Больничный коридор выглядел странно и незнакомо, несмотря на то что оборудование и все таблички в нем были те же самые. Казалось, они тут одни. Раздавался лишь резкий металлический стук каблуков Человека Со Стены и тяжелое свистящее дыхание Зембы.

В маленькой комнатушке за приоткрытой дверью сидел одинокий санитар, дремавший перед бегущим экраном включенного телевизора. Человек Со Стены остановился, посмотрел на санитара с хищной злой ухмылкой, которая начертала на его лице зубастую «V». Толкнул стеклянную дверь и вошел внутрь. Санитар не отреагировал. Он по-прежнему сидел на неудобном металлическом стуле, далеко вперед вытянув ноги и борясь с падающей назад головой и закатывающимися глазами, сидел и смотрел в свистящий пустотой экран телевизора, который не мог выключить. Земба изо всех сил хотел предупредить его, но у него не было голоса. Мужчина на стуле выглядел как-то неестественно, словно тень или призрак, и трудно было сказать, в чем тут дело.

Человек Со Стены, подобно иллюзионисту, сделал какое-то сложное движение ладонью, и вдруг в его пальцах заблестела бритва цирюльника. Он замахал перед лицом санитара, но тот не отреагировал. По-прежнему боролся с гормоном сна в своей крови. Прошла, может, минута, и вдруг санитар окончательно сдался. Как раз в тот момент, когда он уснул, он сделался отчетливым и реальным, словно плавно прибыл в мир, где пребывали Земба и Человек Со Стены и в котором безлюдная больница плавно плыла в свистящей мерцающей тишине.

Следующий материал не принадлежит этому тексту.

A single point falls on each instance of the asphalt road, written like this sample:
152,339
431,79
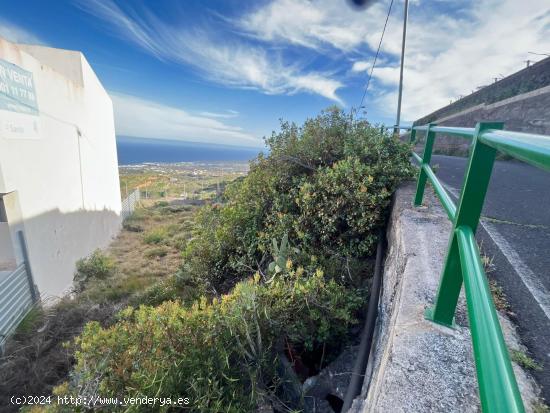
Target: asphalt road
515,233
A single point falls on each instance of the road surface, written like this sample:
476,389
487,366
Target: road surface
515,233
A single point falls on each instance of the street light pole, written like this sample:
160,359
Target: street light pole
405,18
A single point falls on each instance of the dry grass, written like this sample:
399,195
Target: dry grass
36,358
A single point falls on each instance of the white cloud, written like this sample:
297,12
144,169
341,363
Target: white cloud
226,61
360,66
17,34
147,119
495,41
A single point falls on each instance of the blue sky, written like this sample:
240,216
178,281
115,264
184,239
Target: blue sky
226,71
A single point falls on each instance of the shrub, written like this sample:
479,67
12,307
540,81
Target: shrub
155,236
222,355
97,266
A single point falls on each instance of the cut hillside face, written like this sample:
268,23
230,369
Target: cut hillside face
283,265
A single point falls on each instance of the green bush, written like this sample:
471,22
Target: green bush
97,266
326,184
222,355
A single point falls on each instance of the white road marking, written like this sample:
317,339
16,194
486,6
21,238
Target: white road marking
526,275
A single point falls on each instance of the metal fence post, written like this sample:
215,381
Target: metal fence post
426,158
474,189
25,253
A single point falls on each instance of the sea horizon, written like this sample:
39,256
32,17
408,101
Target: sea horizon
132,151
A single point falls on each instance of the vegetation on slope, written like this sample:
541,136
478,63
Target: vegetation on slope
270,283
35,358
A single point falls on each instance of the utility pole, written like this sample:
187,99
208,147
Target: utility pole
405,17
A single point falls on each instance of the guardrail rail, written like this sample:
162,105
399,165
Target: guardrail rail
498,389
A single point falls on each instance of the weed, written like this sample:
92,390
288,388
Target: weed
31,320
156,252
499,298
540,407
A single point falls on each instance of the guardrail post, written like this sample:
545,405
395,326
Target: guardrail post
474,189
426,158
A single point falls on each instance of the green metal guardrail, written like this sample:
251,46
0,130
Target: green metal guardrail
498,389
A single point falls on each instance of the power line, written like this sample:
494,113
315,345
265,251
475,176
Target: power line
376,56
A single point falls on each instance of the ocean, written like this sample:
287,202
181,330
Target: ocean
133,151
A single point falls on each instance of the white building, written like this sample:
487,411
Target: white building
59,180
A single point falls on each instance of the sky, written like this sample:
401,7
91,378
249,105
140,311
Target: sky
227,71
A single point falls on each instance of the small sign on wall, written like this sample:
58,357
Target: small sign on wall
19,112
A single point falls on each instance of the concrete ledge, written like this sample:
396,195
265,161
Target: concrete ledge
416,365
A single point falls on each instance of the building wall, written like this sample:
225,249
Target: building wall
62,178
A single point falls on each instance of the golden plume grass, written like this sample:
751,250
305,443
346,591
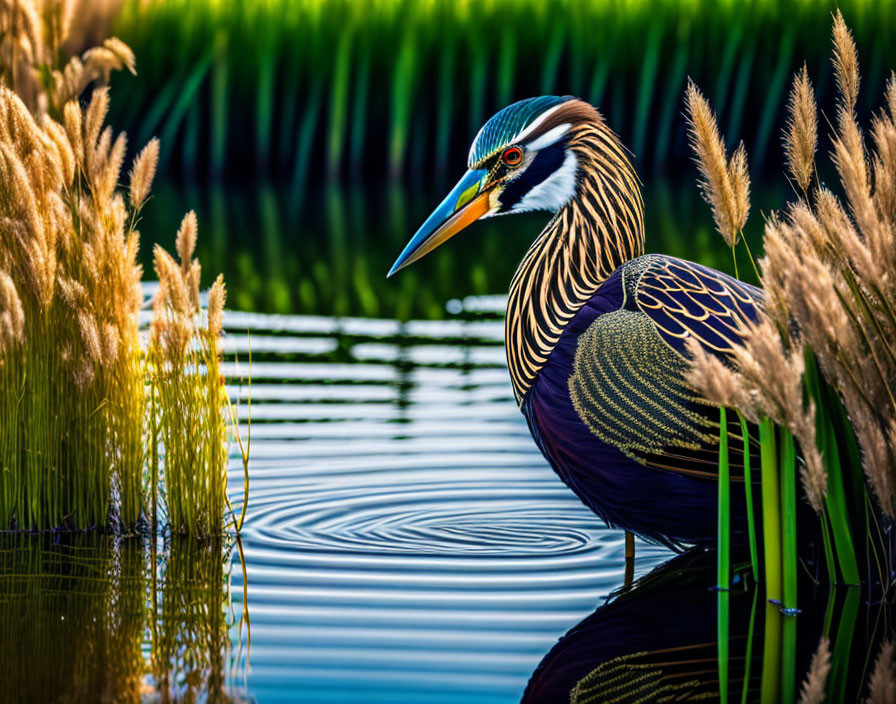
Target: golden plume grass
829,278
186,383
725,184
72,371
801,135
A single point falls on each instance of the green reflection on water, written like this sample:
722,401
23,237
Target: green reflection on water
93,618
329,252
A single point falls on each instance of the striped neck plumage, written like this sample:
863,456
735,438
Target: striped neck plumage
600,228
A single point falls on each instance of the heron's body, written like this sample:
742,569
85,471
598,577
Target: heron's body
595,329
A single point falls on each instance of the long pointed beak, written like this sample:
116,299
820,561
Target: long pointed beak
467,202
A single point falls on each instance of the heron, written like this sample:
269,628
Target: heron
596,330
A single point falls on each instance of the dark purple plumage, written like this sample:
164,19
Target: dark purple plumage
655,503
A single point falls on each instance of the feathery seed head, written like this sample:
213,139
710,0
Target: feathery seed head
185,244
74,130
95,117
801,135
724,186
143,172
813,690
846,64
216,299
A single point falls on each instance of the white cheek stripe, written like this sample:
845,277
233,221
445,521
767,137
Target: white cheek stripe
541,118
549,137
555,191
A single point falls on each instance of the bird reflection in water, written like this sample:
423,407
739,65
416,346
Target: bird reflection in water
659,641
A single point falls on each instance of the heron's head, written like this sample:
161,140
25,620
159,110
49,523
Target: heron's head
521,160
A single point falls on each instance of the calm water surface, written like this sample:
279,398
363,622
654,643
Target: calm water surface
405,539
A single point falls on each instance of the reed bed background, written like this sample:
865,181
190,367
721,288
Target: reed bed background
133,623
72,370
324,89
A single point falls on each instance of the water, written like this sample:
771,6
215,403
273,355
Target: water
405,540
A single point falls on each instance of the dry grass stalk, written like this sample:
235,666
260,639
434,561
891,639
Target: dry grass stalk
813,690
184,359
725,184
846,64
71,368
143,172
801,135
829,276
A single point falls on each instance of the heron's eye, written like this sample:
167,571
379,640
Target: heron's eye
512,156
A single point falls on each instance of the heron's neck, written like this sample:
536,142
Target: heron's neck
599,229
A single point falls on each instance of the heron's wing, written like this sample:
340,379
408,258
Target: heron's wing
628,382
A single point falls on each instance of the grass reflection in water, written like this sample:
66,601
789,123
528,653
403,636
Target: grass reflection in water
94,618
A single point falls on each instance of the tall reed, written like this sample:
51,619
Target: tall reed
72,386
347,89
188,397
71,365
819,363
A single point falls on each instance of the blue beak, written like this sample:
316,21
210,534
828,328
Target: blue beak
467,202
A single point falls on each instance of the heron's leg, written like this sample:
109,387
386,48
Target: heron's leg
629,558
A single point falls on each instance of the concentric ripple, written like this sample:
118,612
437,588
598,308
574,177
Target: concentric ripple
405,541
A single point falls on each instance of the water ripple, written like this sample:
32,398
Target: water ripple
405,540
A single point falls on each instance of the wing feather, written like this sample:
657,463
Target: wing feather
628,382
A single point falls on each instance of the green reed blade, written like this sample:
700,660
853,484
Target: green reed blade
646,85
788,518
748,653
339,102
723,599
219,108
748,491
773,98
788,658
771,510
724,506
835,499
828,548
840,655
770,687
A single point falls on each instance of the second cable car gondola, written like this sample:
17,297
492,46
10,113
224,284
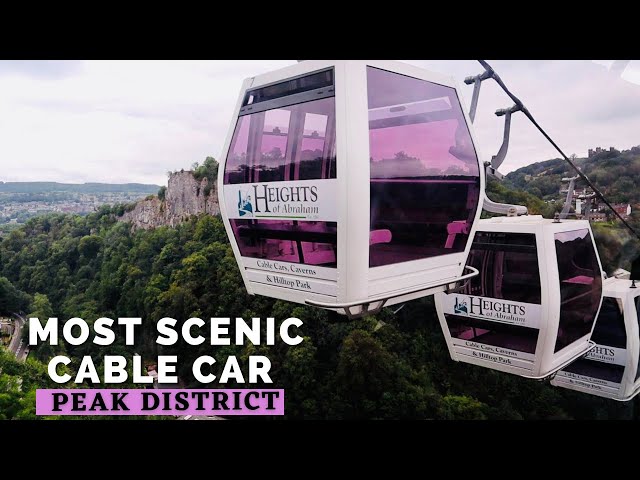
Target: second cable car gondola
612,368
532,309
350,184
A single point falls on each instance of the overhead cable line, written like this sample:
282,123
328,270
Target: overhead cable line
492,73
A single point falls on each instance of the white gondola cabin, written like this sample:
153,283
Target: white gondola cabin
532,309
612,368
350,184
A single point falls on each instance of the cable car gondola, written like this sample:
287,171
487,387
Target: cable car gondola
350,185
532,309
612,368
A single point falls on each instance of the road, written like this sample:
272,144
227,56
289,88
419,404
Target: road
18,345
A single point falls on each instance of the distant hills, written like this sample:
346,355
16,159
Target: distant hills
52,187
615,173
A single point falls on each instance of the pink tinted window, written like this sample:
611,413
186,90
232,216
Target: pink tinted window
288,143
311,243
580,285
508,266
293,142
424,170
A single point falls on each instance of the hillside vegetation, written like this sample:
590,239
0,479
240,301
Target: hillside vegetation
387,366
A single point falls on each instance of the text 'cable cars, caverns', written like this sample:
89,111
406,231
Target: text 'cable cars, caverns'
349,185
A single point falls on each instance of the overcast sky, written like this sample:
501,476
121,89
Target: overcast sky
132,121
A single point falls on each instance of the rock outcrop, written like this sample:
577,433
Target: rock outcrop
185,196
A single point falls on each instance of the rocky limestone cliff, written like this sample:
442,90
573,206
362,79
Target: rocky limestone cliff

И тогда он увидел наклоненное над ним лицо убийцы, светящееся ультрафиолетовыми белками глаз и ледяной чернотой зрачков. Увидел улыбку акулы. Увидел когтистую ладонь с покрытыми лаком ногтями, которая схватила его за волосы, рывком поднимая лицо вверх, увидел лезвие старой бритвы цирюльника, которая растеклась в свете галогеновых лампочек в ртутный месяц и на минуту утонула в его горле. Человек Со Стены отпустил волосы своей жертвы и отскочил в сторону. Фонтан черной крови ударил в горящий серебристым лунным светом свистящий экран небольшого телевизора, на серовато-зеленые масляные панели и потрепанный антиникотиновый плакат. Санитар вскочил, сжимая пальцы на скользком, бьющем кровью краю раны, и издал булькающий свист. Он поскользнулся на собственной крови, рухнул на пол и обмяк.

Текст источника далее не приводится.